You have no way of knowing what impact it would have.
However, in doing so you're effectively claiming that WDW would be better off financially without ADRs, since it costs something to maintain the system, but according to you, the restaurants would be filled just as much regardless of how many ADRs are made.
An explosion is not necessary. All that is necessary is any amount of decrease above the cost of maintaining the ADR system.
That we can agree to disagree about.
I'm saying eliminating the practice of booking duplicate ADR's by those who have no intention of using all of them solves a problem for guests, not a problem for Disney.
On the question of impact the imposition of a cc hold would have on the number of ADR's, I go back to your earlier post where you asked "If walk-in demand was as healthy as you suggest then there would be no reason for WDW to incur the expense of an ADR system at all. " Reservation systems are tools for managing SURPLUSES of demand, not for CREATING demand.
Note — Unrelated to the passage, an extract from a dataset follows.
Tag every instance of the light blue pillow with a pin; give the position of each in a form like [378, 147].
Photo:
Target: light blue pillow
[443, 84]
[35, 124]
Did Disney institute Fastpass because seats on Splash Mountain were going empty? Of course not. They instituted it to get as many people out of line as possible. Because you're not spending money when you are standing in line. Fastpass does not create demand any more than ADR's do. ADR's eliminate the need for guests to wait in stand-by for long periods for a table seating, which gets them into other areas of the parks, hopefully near cash registers.